Tess C. Taylor, PHR, The HR Writer
A big challenge for many growing businesses is how to fairly compensate salespeople when cash flow is often not stable yet. The norm is to hire sales professionals strictly on a commission only basis, hoping that they will outperform your expectations and bring in new business. Others try offering a low salary with tiered commissions to reel in sales.
On the one hand, a commission-based system is supported by the incentive of new sales and upsells to current customers. On the other hand, sales people may not be overly motivated by this approach, resulting in less than stellar performance. How can a company leverage the best of a salary and commission compensation plan to improve sales performance?
Designing a Sales Compensation Plan for Peak Performance
An effective sales compensation program is based on a balanced approach of a competitive salary and commission schedule, with current industry rates considered.
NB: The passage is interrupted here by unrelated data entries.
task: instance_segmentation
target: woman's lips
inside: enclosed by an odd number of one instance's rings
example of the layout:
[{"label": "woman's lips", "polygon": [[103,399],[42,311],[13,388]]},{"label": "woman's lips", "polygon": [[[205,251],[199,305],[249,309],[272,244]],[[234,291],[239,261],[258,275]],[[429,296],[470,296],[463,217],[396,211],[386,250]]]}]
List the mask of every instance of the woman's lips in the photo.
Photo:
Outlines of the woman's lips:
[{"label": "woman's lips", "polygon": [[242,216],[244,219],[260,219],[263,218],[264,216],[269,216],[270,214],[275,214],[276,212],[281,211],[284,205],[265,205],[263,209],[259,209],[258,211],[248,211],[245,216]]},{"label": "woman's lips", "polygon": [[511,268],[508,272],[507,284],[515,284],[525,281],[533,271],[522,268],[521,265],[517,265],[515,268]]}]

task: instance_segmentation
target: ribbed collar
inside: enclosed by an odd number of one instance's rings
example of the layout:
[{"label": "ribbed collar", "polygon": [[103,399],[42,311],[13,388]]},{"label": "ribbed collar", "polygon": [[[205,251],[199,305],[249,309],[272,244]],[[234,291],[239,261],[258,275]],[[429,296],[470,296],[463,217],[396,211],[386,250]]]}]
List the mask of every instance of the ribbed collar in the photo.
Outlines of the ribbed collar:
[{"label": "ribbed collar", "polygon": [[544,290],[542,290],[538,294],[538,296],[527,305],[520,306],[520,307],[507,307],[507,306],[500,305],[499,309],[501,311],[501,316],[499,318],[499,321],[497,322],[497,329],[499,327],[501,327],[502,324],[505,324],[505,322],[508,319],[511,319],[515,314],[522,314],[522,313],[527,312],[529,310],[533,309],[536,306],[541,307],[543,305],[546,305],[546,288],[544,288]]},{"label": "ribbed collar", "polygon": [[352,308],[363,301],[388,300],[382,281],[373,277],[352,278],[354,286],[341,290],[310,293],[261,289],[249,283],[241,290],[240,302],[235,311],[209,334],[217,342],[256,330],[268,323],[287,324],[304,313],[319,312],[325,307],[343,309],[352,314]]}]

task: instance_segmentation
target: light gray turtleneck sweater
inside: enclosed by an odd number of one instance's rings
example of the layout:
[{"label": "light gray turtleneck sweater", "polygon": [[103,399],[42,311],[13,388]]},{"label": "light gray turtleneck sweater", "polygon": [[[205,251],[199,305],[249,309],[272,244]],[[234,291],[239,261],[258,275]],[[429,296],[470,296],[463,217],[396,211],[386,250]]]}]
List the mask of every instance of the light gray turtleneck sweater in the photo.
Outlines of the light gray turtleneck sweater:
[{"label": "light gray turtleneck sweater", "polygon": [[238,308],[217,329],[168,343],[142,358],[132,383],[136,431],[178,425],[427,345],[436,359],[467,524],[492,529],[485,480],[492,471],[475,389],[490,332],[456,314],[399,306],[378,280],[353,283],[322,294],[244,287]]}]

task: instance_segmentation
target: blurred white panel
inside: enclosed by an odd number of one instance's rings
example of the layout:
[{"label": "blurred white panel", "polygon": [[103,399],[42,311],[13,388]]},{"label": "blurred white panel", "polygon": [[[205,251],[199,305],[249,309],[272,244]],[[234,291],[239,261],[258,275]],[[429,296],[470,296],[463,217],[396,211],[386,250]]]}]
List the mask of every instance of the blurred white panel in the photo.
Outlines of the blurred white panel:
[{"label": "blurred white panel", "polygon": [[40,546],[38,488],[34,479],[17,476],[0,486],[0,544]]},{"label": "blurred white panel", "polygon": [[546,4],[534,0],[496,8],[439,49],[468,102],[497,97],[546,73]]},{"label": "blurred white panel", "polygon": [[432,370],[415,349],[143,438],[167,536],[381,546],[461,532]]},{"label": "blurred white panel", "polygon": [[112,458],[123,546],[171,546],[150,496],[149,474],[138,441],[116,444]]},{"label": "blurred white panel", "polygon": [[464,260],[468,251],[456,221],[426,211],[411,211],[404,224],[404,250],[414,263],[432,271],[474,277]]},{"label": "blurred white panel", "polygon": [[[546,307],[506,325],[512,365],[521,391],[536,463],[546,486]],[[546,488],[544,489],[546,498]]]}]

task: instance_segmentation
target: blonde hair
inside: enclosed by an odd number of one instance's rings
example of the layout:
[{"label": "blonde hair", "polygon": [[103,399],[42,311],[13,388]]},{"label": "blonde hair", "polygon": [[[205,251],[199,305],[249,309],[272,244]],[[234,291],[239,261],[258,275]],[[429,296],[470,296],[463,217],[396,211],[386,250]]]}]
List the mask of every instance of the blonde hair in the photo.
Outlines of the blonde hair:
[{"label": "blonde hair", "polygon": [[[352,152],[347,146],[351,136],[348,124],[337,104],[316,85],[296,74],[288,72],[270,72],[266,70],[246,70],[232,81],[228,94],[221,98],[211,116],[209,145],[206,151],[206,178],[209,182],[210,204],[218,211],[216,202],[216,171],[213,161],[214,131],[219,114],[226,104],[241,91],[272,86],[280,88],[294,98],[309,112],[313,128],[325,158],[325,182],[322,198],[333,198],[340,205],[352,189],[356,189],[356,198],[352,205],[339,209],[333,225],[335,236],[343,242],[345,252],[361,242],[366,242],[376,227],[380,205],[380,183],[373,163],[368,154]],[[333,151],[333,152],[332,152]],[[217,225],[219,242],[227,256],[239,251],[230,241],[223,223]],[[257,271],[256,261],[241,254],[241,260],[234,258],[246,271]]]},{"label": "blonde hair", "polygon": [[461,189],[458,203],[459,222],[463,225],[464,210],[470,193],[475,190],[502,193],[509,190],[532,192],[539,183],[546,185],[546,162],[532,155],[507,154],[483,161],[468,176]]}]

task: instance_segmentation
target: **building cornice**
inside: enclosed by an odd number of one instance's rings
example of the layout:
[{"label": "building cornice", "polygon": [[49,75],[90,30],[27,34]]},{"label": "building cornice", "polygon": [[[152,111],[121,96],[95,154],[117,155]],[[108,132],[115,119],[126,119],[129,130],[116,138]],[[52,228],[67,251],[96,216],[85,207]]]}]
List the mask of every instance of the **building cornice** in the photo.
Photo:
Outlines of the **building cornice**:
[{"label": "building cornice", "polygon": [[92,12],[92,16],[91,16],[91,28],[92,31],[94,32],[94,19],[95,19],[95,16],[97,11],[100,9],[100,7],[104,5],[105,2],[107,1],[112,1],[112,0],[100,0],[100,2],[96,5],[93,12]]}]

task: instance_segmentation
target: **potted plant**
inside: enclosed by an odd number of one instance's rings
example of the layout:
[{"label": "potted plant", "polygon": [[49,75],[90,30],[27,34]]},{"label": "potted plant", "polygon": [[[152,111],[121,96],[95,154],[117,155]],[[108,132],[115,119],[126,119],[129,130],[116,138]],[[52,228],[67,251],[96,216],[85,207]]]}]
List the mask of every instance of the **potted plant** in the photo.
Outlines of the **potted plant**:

In addition, it must include the following factors if it is to be successful:
- Meaningful: Does the salary represent the challenges of the job itself and are the commissions based on goals that the salesperson will find attractive?
- Motivational: Is the salary and commission structure going to produce the kind of performance that the company is aiming for, or does it fail to meet the needs of the sales team?
- Measurable: Can your human resources team accurately measure the performance results of the salespeople based on the salary and compensation program goals?
Often the first step in designing a better sales compensation plan is aligning your business goals with the efforts of your sales team. This is when the executive team needs to work closely with operations to focus on the short term and long term objectives of the company, given current industry trends. Once these are defined, the task of drafting a sales compensation plan begins.
Sales Compensation Plan Writing
Getting the sales compensation plan documented and distributed to your sales team takes careful effort, but is a necessary part of the success equation. This enables your sales force to understand and carry out the plan consistently and according to a measurable process. The elements of a sales and commission plan are:
- Company Objectives: This spells out in clear terms what the entire sales team is to achieve in a specific time period, as it relates to overall company goals and future industry opportunities.
- Performance Metrics: Includes information as to how each member of the sales force is to perform, how performance is tracked, the system for measuring individual performance, and what the performance review process looks like.
- Payout Management: The sales team is advised how salary and commissions are to paid, the formulas or tiers used to determine sales commissions, and who is in charge of managing this and handling any disputes.
Once the sales compensation plan has been completed, it can be reviewed and approved by your board of directors for immediate roll-out. New hires are given a copy of the plan and current employees are grandfathered in at their current salaries, with the new commission structure put into action. At regular intervals, the performance of the sales team can be reviewed using the established internal reporting system. Note individual as well as team results, and use this data to improve the salary and compensation of your high performance sales pros.